You don’t have to remember Spielberg’s movie to enjoy The Shark is Broken, though the way in which the actors’ relationships match those of its characters does add the possibility that there is an element of role-play in Shaw’s behaviour, and there is a direct reference in its ominous opening music, warning you to watch out, things could get dangerous.

With the intake of whisky (by Shaw especially and in Dreyfuss’s case some other substances), it is perhaps not surprising that confrontation can become violent, but the clash between the older established actor with his classical theatre credentials and the ambitious young emerging star with Scheider on the sidelines is also hilarious.

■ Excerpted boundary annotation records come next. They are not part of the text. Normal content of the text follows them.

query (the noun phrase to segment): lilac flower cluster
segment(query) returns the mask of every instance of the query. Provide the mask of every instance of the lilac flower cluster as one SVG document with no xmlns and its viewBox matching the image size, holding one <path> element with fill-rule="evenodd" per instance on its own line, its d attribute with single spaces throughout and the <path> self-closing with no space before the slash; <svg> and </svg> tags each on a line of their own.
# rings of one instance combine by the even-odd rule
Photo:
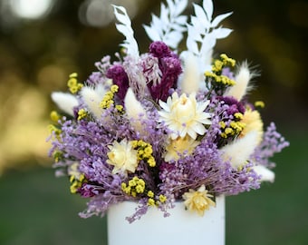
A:
<svg viewBox="0 0 308 245">
<path fill-rule="evenodd" d="M 83 83 L 71 74 L 71 93 L 52 94 L 62 112 L 51 114 L 50 155 L 71 192 L 88 200 L 80 215 L 104 215 L 125 201 L 137 203 L 130 222 L 152 207 L 168 217 L 175 201 L 204 213 L 216 196 L 273 181 L 270 158 L 288 142 L 274 123 L 264 131 L 248 103 L 247 65 L 223 54 L 203 70 L 206 47 L 207 55 L 197 44 L 178 55 L 163 41 L 140 54 L 127 15 L 116 15 L 127 53 L 103 57 Z"/>
</svg>

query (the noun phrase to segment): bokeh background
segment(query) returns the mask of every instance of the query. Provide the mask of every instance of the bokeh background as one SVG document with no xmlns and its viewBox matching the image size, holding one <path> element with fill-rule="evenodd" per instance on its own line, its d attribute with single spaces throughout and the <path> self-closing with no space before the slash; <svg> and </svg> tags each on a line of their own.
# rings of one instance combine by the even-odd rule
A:
<svg viewBox="0 0 308 245">
<path fill-rule="evenodd" d="M 308 244 L 308 1 L 214 3 L 217 15 L 234 12 L 216 53 L 260 71 L 251 95 L 291 143 L 274 159 L 274 184 L 226 199 L 226 245 Z M 145 52 L 142 24 L 159 1 L 0 0 L 0 244 L 107 244 L 106 219 L 78 217 L 86 200 L 54 177 L 45 139 L 50 93 L 72 72 L 85 80 L 122 42 L 111 4 L 128 9 Z"/>
</svg>

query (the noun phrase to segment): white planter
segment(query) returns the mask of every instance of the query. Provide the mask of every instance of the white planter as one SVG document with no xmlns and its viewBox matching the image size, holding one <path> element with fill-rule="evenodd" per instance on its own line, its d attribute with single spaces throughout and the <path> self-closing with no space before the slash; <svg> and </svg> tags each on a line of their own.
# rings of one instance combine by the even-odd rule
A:
<svg viewBox="0 0 308 245">
<path fill-rule="evenodd" d="M 225 197 L 217 198 L 217 206 L 206 211 L 203 217 L 185 210 L 178 201 L 171 214 L 150 208 L 140 220 L 130 224 L 125 217 L 134 213 L 136 203 L 124 201 L 108 211 L 109 245 L 224 245 Z"/>
</svg>

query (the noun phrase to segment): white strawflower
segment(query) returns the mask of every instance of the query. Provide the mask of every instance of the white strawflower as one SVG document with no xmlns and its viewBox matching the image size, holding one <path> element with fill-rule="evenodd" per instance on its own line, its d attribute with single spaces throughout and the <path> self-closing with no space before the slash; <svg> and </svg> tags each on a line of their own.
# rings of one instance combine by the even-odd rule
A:
<svg viewBox="0 0 308 245">
<path fill-rule="evenodd" d="M 78 105 L 78 100 L 74 95 L 67 93 L 53 92 L 52 100 L 65 113 L 73 116 L 73 108 Z"/>
<path fill-rule="evenodd" d="M 164 122 L 172 131 L 172 140 L 184 138 L 187 134 L 195 140 L 197 134 L 206 133 L 205 125 L 211 124 L 211 114 L 205 112 L 208 104 L 209 101 L 197 102 L 195 93 L 188 97 L 186 93 L 178 97 L 175 92 L 168 98 L 167 103 L 159 101 L 162 108 L 159 112 L 160 122 Z"/>
<path fill-rule="evenodd" d="M 256 174 L 261 175 L 260 181 L 274 181 L 274 172 L 263 165 L 255 165 L 252 169 L 256 172 Z"/>
<path fill-rule="evenodd" d="M 222 158 L 224 161 L 230 161 L 233 168 L 240 168 L 247 162 L 258 143 L 258 132 L 251 131 L 243 138 L 222 147 Z"/>
<path fill-rule="evenodd" d="M 103 86 L 101 84 L 98 84 L 94 88 L 84 86 L 80 93 L 88 110 L 100 120 L 103 111 L 100 103 L 106 93 Z"/>
</svg>

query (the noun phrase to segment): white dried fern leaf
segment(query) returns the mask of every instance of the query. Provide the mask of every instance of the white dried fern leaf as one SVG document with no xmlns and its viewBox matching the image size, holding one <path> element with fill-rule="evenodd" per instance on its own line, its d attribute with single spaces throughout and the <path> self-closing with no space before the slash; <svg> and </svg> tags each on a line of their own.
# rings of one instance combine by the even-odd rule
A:
<svg viewBox="0 0 308 245">
<path fill-rule="evenodd" d="M 217 40 L 225 38 L 232 32 L 231 29 L 217 27 L 219 23 L 232 15 L 226 13 L 217 15 L 214 20 L 212 0 L 204 0 L 202 7 L 194 4 L 195 16 L 188 24 L 188 51 L 198 57 L 202 72 L 208 70 L 212 59 L 213 47 Z M 182 54 L 186 55 L 185 53 Z"/>
<path fill-rule="evenodd" d="M 121 46 L 127 50 L 127 54 L 138 58 L 140 56 L 138 43 L 134 37 L 134 31 L 131 28 L 131 22 L 126 9 L 123 6 L 112 5 L 114 15 L 120 24 L 116 24 L 119 32 L 120 32 L 126 39 Z"/>
<path fill-rule="evenodd" d="M 188 0 L 167 0 L 167 5 L 161 4 L 160 17 L 152 15 L 150 25 L 143 25 L 149 39 L 177 49 L 187 30 L 188 17 L 180 15 L 187 5 Z"/>
</svg>

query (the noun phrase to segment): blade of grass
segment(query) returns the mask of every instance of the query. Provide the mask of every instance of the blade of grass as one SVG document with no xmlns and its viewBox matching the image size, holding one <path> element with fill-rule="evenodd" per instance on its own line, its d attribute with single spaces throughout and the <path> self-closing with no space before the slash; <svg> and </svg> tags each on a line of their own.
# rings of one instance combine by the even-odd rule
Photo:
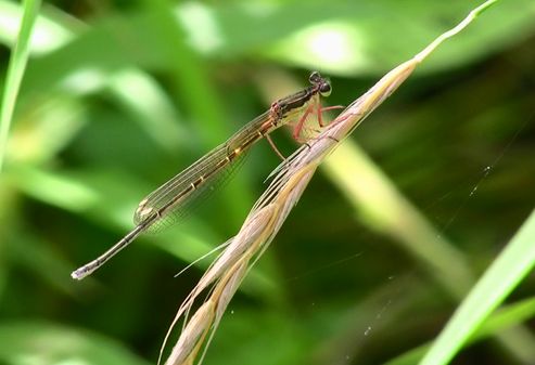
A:
<svg viewBox="0 0 535 365">
<path fill-rule="evenodd" d="M 10 64 L 8 65 L 5 89 L 0 108 L 0 171 L 2 170 L 2 165 L 5 157 L 5 145 L 8 143 L 8 134 L 10 131 L 11 120 L 13 118 L 13 110 L 15 109 L 16 96 L 18 94 L 21 80 L 28 62 L 31 29 L 34 28 L 40 4 L 40 0 L 26 0 L 24 2 L 21 30 L 11 53 Z"/>
<path fill-rule="evenodd" d="M 420 365 L 447 364 L 535 265 L 535 210 L 477 282 Z"/>
<path fill-rule="evenodd" d="M 524 299 L 520 302 L 501 308 L 486 321 L 466 344 L 487 339 L 491 336 L 506 331 L 535 316 L 535 298 Z M 430 349 L 431 343 L 423 343 L 412 350 L 388 361 L 384 365 L 412 365 L 417 364 Z"/>
</svg>

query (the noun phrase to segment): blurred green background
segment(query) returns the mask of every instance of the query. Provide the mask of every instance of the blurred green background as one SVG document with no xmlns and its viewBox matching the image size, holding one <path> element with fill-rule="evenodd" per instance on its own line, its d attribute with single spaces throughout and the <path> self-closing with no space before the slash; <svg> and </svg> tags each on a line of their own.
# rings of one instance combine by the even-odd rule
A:
<svg viewBox="0 0 535 365">
<path fill-rule="evenodd" d="M 479 3 L 44 2 L 0 177 L 0 364 L 155 363 L 209 260 L 174 274 L 238 232 L 280 162 L 268 144 L 182 224 L 88 279 L 69 273 L 310 70 L 331 77 L 327 105 L 348 105 Z M 0 1 L 2 90 L 21 15 Z M 206 364 L 383 364 L 436 336 L 534 207 L 534 18 L 533 1 L 499 2 L 331 156 Z M 296 147 L 288 130 L 275 139 Z M 509 301 L 534 288 L 532 276 Z M 533 364 L 533 329 L 502 329 L 454 363 Z"/>
</svg>

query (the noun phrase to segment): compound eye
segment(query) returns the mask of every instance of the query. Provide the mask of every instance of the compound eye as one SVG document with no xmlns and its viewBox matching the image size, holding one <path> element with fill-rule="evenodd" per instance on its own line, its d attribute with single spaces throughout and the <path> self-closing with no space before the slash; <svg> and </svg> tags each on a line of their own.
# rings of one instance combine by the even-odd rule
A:
<svg viewBox="0 0 535 365">
<path fill-rule="evenodd" d="M 319 87 L 319 93 L 321 96 L 327 97 L 331 94 L 332 88 L 329 81 L 323 81 L 323 83 Z"/>
<path fill-rule="evenodd" d="M 318 71 L 311 73 L 310 76 L 308 77 L 308 81 L 310 81 L 310 83 L 317 83 L 320 79 L 321 79 L 321 75 L 319 75 Z"/>
</svg>

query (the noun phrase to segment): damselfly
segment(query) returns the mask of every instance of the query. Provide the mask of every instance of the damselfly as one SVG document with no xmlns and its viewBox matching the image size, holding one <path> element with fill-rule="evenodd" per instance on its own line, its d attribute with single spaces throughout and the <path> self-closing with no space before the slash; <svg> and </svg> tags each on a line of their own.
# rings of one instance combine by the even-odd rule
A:
<svg viewBox="0 0 535 365">
<path fill-rule="evenodd" d="M 315 112 L 318 113 L 318 122 L 322 126 L 319 95 L 328 96 L 331 93 L 331 84 L 317 71 L 310 75 L 309 81 L 308 88 L 272 103 L 267 112 L 245 125 L 227 142 L 215 147 L 141 200 L 133 214 L 136 227 L 99 258 L 74 271 L 71 276 L 81 279 L 90 275 L 141 233 L 165 225 L 182 216 L 191 201 L 213 190 L 256 141 L 277 128 L 297 120 L 293 133 L 297 138 L 306 118 Z"/>
</svg>

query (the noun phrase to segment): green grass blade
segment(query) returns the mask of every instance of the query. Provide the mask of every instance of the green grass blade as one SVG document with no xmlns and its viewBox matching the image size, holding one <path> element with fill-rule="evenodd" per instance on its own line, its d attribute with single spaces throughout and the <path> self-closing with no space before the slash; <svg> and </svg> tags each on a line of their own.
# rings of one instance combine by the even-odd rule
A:
<svg viewBox="0 0 535 365">
<path fill-rule="evenodd" d="M 535 316 L 535 297 L 501 308 L 485 321 L 485 323 L 469 338 L 466 344 L 485 340 L 491 336 L 500 334 L 515 325 L 520 325 Z M 430 342 L 425 342 L 412 350 L 395 357 L 384 365 L 412 365 L 417 364 L 425 352 L 431 348 Z"/>
<path fill-rule="evenodd" d="M 447 364 L 535 264 L 535 211 L 494 261 L 420 365 Z"/>
<path fill-rule="evenodd" d="M 10 64 L 8 66 L 5 89 L 0 107 L 0 171 L 2 170 L 5 157 L 5 145 L 8 144 L 8 133 L 10 131 L 11 119 L 13 118 L 16 96 L 28 61 L 31 29 L 34 28 L 40 4 L 40 0 L 26 0 L 24 2 L 24 14 L 18 39 L 11 53 Z"/>
</svg>

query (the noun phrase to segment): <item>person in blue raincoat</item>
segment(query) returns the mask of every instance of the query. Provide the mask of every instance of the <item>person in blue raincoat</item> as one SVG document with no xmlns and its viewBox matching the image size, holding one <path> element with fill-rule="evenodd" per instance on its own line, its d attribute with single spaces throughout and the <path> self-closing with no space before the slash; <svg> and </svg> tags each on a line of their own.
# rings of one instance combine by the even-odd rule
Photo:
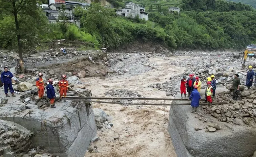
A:
<svg viewBox="0 0 256 157">
<path fill-rule="evenodd" d="M 189 96 L 189 100 L 191 100 L 191 106 L 192 108 L 191 111 L 192 113 L 194 113 L 196 111 L 197 107 L 199 106 L 199 100 L 201 100 L 201 96 L 197 88 L 197 86 L 196 85 L 194 86 L 194 90 Z"/>
<path fill-rule="evenodd" d="M 14 90 L 13 88 L 13 84 L 12 84 L 12 78 L 13 75 L 9 71 L 8 71 L 8 68 L 7 67 L 4 67 L 4 71 L 1 74 L 1 81 L 4 87 L 4 93 L 6 97 L 10 97 L 8 95 L 8 88 L 10 90 L 10 92 L 12 93 L 12 97 L 15 97 L 14 95 Z"/>
<path fill-rule="evenodd" d="M 47 93 L 47 98 L 50 99 L 50 104 L 51 105 L 51 108 L 55 108 L 55 105 L 54 104 L 55 100 L 55 91 L 54 90 L 54 87 L 52 85 L 53 81 L 51 79 L 50 79 L 48 81 L 49 84 L 46 86 L 46 93 Z"/>
<path fill-rule="evenodd" d="M 249 69 L 249 71 L 247 72 L 247 75 L 246 76 L 246 85 L 247 86 L 248 89 L 250 89 L 251 87 L 252 86 L 254 72 L 252 70 L 252 66 L 250 66 L 248 68 Z"/>
</svg>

It is fascinating to see Shaw working on the development of a key speech in the film script and watching the way he manipulates situations. There is a contrast in the way these men approach their profession, but, while Scheider keeps a calm equilibrium, both Dreyfuss and Shaw seem to have a confidence problem though they deal with it differently.

Guy Masterson’s direction uses the transitions between scenes to give the production a meditative rhythm, which aids the balance between content and comedy, and he gets first-rate performances from all three actors.

I spent several months working with Robert Shaw in his early days and Ian Shaw as his father isn’t just a lookalike; he presents a personality that I immediately recognise. Demetri Goritsas and Liam Murray Scott make their Schneider and Dreyfuss just as believable. This isn’t impersonation but real performance. There is nothing faulty about The Shark is Broken; it is theatre well worth seeing.